No es difícil hallar en nuestra historia a los profesionales del oportunismo político. Aquellos que, sin una pizca de rubor cambiaron de bandera, líder, discurso, doctrina, incontables veces. Esos que, pese a semejante sinvergüenzura, ocupan siempre posiciones de poder y abrigan una clara ideología al servicio exclusivo a sí mismos.
El tiempo de campaña electoral brinda la ocasión para hacer reflexiones críticas sobre el tipo de democracia que predomina entre nosotros. Es prueba de democracia el hecho de que más de trece millones y medio de ciudadanos tengan que ir obligados a las urnas para escoger a sus candidatos. Eso dice poco sobre la calidad de nuestra remendada democracia. Ella es de una pobreza espantosa, es un reflejo nacional de hipocresía. El maleficio político ha pervertido a la democracia al punto de convertirla en un sistema de transacciones coyunturales entre pequeños feudos de poder que, aprovechándose de un pésimo texto constitucional, ha sometido al país al cálculo electoral y han mediatizado todo proyecto de cambio.
Tenemos una democracia electoralista en donde hemos asistido en el pasado, y estamos presenciando hoy, el espectáculo de los asambleístas empeñados en disfrazar de “intereses nacionales” a lo que no son sino subalternas aspiraciones partidistas.
Es una evidencia la pésima capacidad legislativa de la Asamblea Nacional y la ausencia en los temas de verdadera importancia para la comunidad. A nivel de alcaldías y prefecturas la situación es casi igual en donde la pobreza conceptual, la mediocridad y la falta de formación de la dirigencia que sabe, sí, moverse en el sinuoso universo de los pasillos del poder y en el mundo de la toma y daca, ignora cómo se estructura con propiedad y sentido común a la hora de gobernar.
La mentira convertida en un “valor” político a causa de la vocación populista de la dirigencia electoral, ha permitido que se construya esa estructura de mitos, medias verdades y embustes públicos que es, la principal causa del desencanto de una ciudadanía situada entre la retórica y las duras realidades de la crisis.
Y en medio de esta crisis no es difícil hallar en nuestra historia en cualquier etapa, incluida la actual, a los profesionales del oportunismo político. A aquellos que, sin una pizca de rubor en la cara fueron capaces
de cambiar de bandera, líder, discurso, doctrina no una, sino incontables veces. Esos que, pese a semejantes imposturas y proverbial sinvergüenzura, ocupan siempre posiciones de poder y abrigan, eso sí, fielmente, una clara ideología al servicio exclusivo a sí mismos.
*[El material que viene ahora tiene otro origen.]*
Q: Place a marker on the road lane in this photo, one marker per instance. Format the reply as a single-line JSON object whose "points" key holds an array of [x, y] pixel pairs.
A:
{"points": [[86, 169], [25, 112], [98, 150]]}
Ellos han desarrollado una excepcional escuela política: tener los pies sobre la tierra, afinar un gran olfato para saber dónde está el caballo ganador de cada lid electoral, e intercambiar información por poder. Así no es difícil señalarlos con el dedo y mucho peor olvidarlos.
Sin duda ejemplos semejantes sobran en el mapa electoral y, sin duda, el rey del transfugio en nuestro medio es el señor de la fonda que habla incoherencias a través de las redes; hay otro que se resiste a jubilarse de la política y el servicio público. Hay también un ciudadano que de benefactor quiere ser actor político. En nuestra democracia, el pueblo no se siente representado por los elegidos, después de unos meses ni se acuerda de por quién votó.
Por último, es hora de abrir el debate sobre las elecciones 2023 en todos los espacios institucionales y populares: universidades, empresas, clubes, asociaciones, sindicatos y movimientos sociales. No se trata de favorecer a éste o a aquel candidato.